The journey to the factory of the future starts with connecting factory assets—adding sensors to machines and equipment to collect data, then monitoring and adjusting operations accordingly.
Article by Vivek Chatrath, Sales Director, Small, Medium and Corporate Segment, Microsoft Singapore

Today, we are at the frontlines of tensions over politics, trade tariffs, and technology, as we continue to deal with the global pandemic and natural calamities that are disrupting global supply chains. It’s an environment that has exacerbated the impact of volatility, uncertainty, complexity, and ambiguity on manufacturers around the world and in Asia.
In our borderless world, manufacturing has seen a monumental shift in how business is done. From creating globalisation-oriented supply chains where cost efficiency was a core consideration and few countries manufactured for the world, we’ve shifted to trade tension-led manufacturing supply chains trying to adjust to disruption.
In many cases, the building of supply chains involved the diversification of production bases and product mix, with some manufacturers considering moving production bases to reduce tariffs and some to get closer to suppliers and materials. Manufacturers are also prioritising sustainability and are taking action to transform their manufacturing lines as they revisit how and what they produce.
The question is how to make this a reality, whether you are a discrete manufacturer, process manufacturer, or even an agri-business manufacturer.
Building Agile Factories Of The Future
To customise products and services for customers and to innovate at speed, manufacturers need agile, collaborative, and responsive conceptualisation, design, testing, production, and a post-sales service process, just like a feedback loop. This requires solutions that also enable the “factory of the future.”
This refers to a complex ecosystem of self-regulating machines and sites that customise the output, optimally allocate resources, and offer a seamless interface between the physical and virtual world.
The journey to the factory of the future starts with connecting factory assets—adding sensors to machines and equipment to collect data, then monitoring and adjusting operations accordingly.
Ultimately, you’ll want to connect and monitor factory performance from your high-tech manufacturing facilities across the globe, using data from smart assets to apply operational insights and further optimise your production processes.
Even the most advanced manufacturing giants such as Rockwell Automation, Schneider Electric, and Siemens are finding new opportunities by augmenting operational technologies with the Microsoft Cloud. This brings forth new capabilities such as the Internet of Things (IoT), artificial intelligence (AI), mixed reality in a secure and compliant way.
Creating Diversified, Resilient Supply Chains
As customers’ needs diversify, manufacturers are making more product variants than before and delivering customised connected services along with them. Now, supply chains are more complex and multifaceted, and diversification and resilience can only be strengthened when manufacturers can sidestep complexity and keep track of everything that is happening.

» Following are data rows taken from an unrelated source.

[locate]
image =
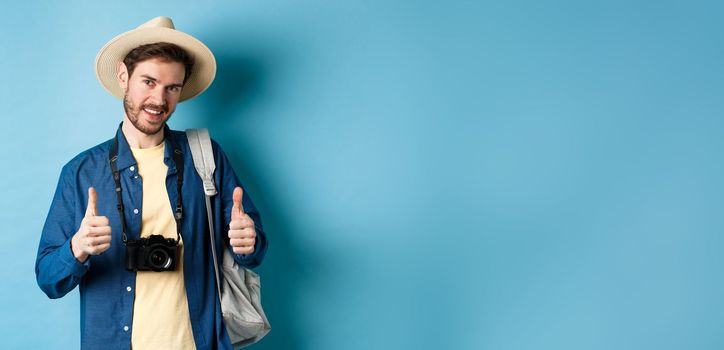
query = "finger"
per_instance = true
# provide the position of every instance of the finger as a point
(245, 233)
(91, 210)
(99, 249)
(97, 221)
(242, 242)
(237, 210)
(99, 231)
(99, 240)
(244, 222)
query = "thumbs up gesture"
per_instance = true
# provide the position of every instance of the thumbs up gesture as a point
(242, 233)
(94, 235)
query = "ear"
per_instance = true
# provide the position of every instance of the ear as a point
(122, 76)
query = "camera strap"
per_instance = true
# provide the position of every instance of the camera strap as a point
(178, 160)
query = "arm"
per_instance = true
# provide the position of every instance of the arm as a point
(56, 269)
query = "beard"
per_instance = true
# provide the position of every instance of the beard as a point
(143, 125)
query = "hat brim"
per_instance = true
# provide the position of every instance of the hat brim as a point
(117, 48)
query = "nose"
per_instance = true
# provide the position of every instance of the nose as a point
(158, 96)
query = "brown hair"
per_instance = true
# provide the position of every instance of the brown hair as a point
(166, 52)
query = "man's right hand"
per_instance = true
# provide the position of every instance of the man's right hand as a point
(94, 235)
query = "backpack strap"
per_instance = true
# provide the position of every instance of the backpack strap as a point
(203, 155)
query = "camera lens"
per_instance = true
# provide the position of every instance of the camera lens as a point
(158, 259)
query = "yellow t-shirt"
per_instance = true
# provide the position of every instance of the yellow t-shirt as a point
(160, 309)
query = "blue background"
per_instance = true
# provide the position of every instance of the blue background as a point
(432, 175)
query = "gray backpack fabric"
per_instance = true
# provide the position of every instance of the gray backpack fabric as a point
(239, 290)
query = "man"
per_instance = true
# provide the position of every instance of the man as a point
(116, 200)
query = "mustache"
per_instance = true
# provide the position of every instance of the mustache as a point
(163, 108)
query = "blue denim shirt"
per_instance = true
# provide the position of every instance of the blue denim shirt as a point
(106, 287)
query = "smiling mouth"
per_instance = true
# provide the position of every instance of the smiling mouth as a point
(153, 111)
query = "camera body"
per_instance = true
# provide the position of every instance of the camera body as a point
(155, 253)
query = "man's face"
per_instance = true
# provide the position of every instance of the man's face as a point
(151, 93)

That is possible today, as manufacturers build intelligent and resilient supply chains powered by a new generation of intelligent business applications to deliver the right products, parts, resources, and services where and when they’re needed. This achieves a balance between desired customer service level and budget requirements and enables tighter upstream and downstream collaboration across increasingly complex value chains.
Together with connected field service solutions, manufacturers change the game as they open a whole new world of possibilities – whether they remotely monitor smart products on a vertical hydroponics farm or automate maintenance issues in products and production lines, so breaks can be fixed before manufacturers lose an entire day of revenue from their line.

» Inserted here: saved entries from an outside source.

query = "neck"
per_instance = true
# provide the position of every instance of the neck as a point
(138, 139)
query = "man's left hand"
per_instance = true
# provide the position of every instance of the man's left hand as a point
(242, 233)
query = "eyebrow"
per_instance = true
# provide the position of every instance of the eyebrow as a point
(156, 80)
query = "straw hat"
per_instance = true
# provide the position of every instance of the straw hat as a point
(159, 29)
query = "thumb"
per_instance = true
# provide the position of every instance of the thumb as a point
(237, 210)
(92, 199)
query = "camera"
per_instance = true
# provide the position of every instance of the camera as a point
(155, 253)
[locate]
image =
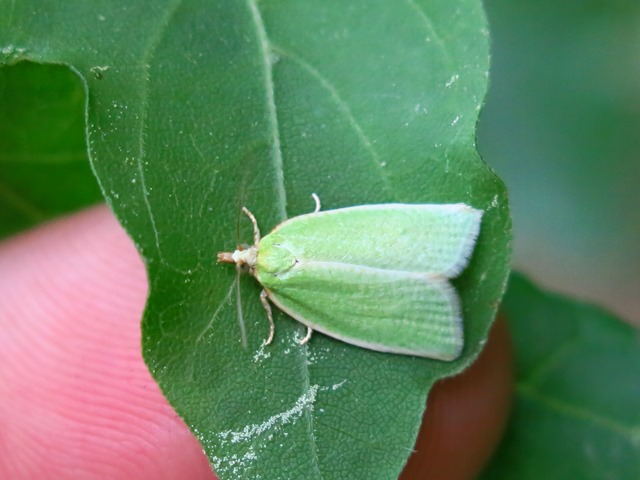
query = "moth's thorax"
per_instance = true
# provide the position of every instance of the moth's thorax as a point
(274, 258)
(248, 256)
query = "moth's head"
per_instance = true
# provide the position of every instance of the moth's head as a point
(243, 255)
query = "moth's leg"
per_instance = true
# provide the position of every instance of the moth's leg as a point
(317, 200)
(265, 303)
(307, 336)
(256, 230)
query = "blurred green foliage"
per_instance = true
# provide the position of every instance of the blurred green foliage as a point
(562, 127)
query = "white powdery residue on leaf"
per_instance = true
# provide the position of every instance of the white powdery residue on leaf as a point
(452, 80)
(260, 354)
(249, 432)
(235, 465)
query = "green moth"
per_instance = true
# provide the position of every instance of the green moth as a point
(376, 276)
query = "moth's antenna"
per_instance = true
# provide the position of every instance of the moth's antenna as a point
(243, 332)
(317, 200)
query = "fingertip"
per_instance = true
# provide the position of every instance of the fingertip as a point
(466, 415)
(77, 397)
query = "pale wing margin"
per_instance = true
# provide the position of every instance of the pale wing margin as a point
(388, 311)
(428, 238)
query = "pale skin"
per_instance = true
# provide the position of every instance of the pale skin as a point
(249, 257)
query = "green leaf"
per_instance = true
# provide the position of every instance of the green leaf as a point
(43, 156)
(560, 127)
(197, 108)
(576, 411)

Some of our manufacturers are already on this journey today. For example, Caterpillar has reduced its parts inventory by up to 15 percent by using a customised integrated business planning solution built on Microsoft cloud. Resilient supply chains are also taking the shape of service technician empowerment, real-time guidance, and cross-team collaboration, and organisations such as Rolls Royce and Ecolab are putting these solutions into play.
We are further integrating partner capabilities from SAP, PTC, Blue Yonder, Aveva, and Siemens, through the Microsoft Cloud for Manufacturing, so manufacturers don’t have to rip and replace what they already have, and can build on what they’ve already spent years investing in.

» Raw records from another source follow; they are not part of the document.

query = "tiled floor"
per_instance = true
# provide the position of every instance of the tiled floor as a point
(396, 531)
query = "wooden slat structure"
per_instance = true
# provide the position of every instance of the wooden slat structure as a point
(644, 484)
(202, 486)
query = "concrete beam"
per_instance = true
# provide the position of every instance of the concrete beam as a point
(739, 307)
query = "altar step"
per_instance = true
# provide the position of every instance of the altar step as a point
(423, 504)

The Path Forward To Resilience And Agility With Microsoft In Singapore
Manufacturers like us have a huge opportunity in building a resilient, digitally inclusive future. We lead the way in building smart cities, autonomous vehicles, add intelligence to existing products from drones to medical devices, help save energy and water, and fuel and feed the world through industrial equipment and precision agriculture. We hope to do this with our partners, as we empower every person and every organisation on the planet to achieve more.